After that lovely trip to the bathroom, we both decided it would be good for me to lay down and see if I felt better. I ended up falling asleep AGAIN, and then woke up again at about 1pm. I felt much better, was able to get a little food down, drank a bunch of water, and actually felt good enough to get out of the room and go somewhere!
I know that isn't the most pleasant start to our trip, but it is the bottom line truth of what crazy jetlag can do to you, not just sleep schedule, but how you feel as well.
We chose to go the Kwame Nkurmah (I probably spelled that wrong, but the slow internet means that I am NOT going to search for it and the right way to spell it) Museum and Memorial.
Probably the biggest thing that we did today was shop. Even though we try to be careful with our money, and know that logically we can't buy from everyone who asks us, it turns out to be really hard in practice, especially here!
First off, being white here is like a walking sign that says, "I am a tourist here." All day, we would have people walking us to us, guessing what country we are from, and just chitchatting with us. After this friendly greeting and welcome, all of a sudden you find out what they are selling. Saying no is practically impossible, as they just keep lowering the price until you agree! As a matter of fact, we haven't successfully said no to one of these friendly sellers yet. We had a few sellers who were less focused on introducing themselves and talking to us, and them we could decline.
So even before we got into the museum area, we had two people who had asked us our names so they could make us bracelets while we were in the museum. They are really cool bracelets, and the fact that they were made for us made them even more interesting. When we came back out to buy the bracelets, they tried to get us to buy more bracelets (and sigh, succeeded, we are such pushovers lol).
The museum itself was very interesting. Basically it was a museum honoring their first president who was also responsible in part for making Ghana a country free and separate from England. Imagine if George Washington had become our first president not in the 1700's but in the 1950-60's, what would be in his museums. First off, there were plenty of pictures, which makes sense because cameras were common in that time, but it was still pretty crazy to see their president dancing with Queen Elizabeth, or talking with Kennedy and Castro (two different pictures). They even had his car, a blue Cadillac, which again, makes sense because of the era he became president.
The whole museum and memorial were surrounded by trees and fountains (which we didn't take pictures of because it would have cost us 10 U.S. dollars just for the right to take those pictures) but it was a scenic enough place that we saw probably 4 different wedding parties taking pictures there.

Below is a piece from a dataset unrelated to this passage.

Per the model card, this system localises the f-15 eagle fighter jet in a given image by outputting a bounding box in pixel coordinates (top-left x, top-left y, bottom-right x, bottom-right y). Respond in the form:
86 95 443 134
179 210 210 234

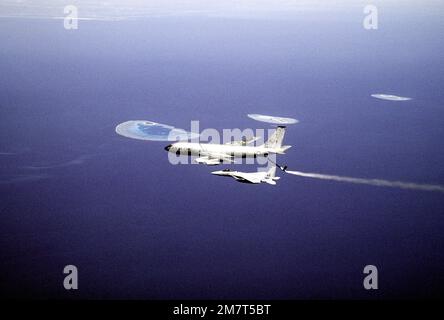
211 165 280 185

Around the same time we were being asked our names for the bracelets, a few guys from the arts center next door introduced themselves and asked us to come and look at their items. We agreed to look after the museum, and they were fine with that.
So we honored our word and walked over there afterwards, only to be greeted by new people trying to lead us to their items for sale. We started walking with the new guys, but then the guys who had introduced themselves before the museum saw us, reminded us of our word, and we went with them. As we walked, one of the new guys tried to persuade us not to buy from them because they are kind of like ebay (my words, not his) where they buy items like the kind that he makes, and then tries to sell it at a higher price.

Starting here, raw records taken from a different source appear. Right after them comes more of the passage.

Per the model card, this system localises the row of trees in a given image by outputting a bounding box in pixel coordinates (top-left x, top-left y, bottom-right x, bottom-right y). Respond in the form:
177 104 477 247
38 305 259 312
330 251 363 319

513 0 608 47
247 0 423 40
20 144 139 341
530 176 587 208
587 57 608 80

Still, as I mentioned above, we can't say no. Not just our personalities, but our persuasive salesmen make it very near impossible to say no. Besides, we truly love the craftsmanship here in Ghana, and want to buy a lot!
We walked away with only a few items from that shop, though they of course wanted it to be more, and then went with our new people to their booth.
These guys were awesome! Totally worth the experience (and the money). They played the drums for us, and gave us a drumming lesson of our own. I was better at it than Blake, and for the most part I was able to keep up as they kept the basic rhythm going faster and faster! Definitely a take home memory, playing the drums in Ghana. We then, of course, needed to buy a drum of our own.
But of the three drummers that we were spending time with, though they all play, they actually all have their own businesses. One of them was a painter, so we had to buy one of his paintings, then another guy was a basket maker and showed us how to make a basket, so of course we bought a basket. Actually, by the time the basket guy showed us his products, we literally were out of Ghanian money, so we told them that we had to go to an ATM before we could pay him for the basket. These nice guys were willing to escort us to get the money (and yes, it was escort, because if it wasn't for them we would have had another group of people trying to convince us to buy from them).
They even haggled with a taxi driver for us to get a better rate for our ride back to the hotel.
After we went back to our hotel, put our newly bought items down, we decided we really needed to eat.
I had read online about an Italian restaurant called Mamma Mia's with good reviews, and we enjoyed our comfort food there a lot, especially since it was really the first time I had eaten all day. I had spaghetti and Blake had pepperoni pizza.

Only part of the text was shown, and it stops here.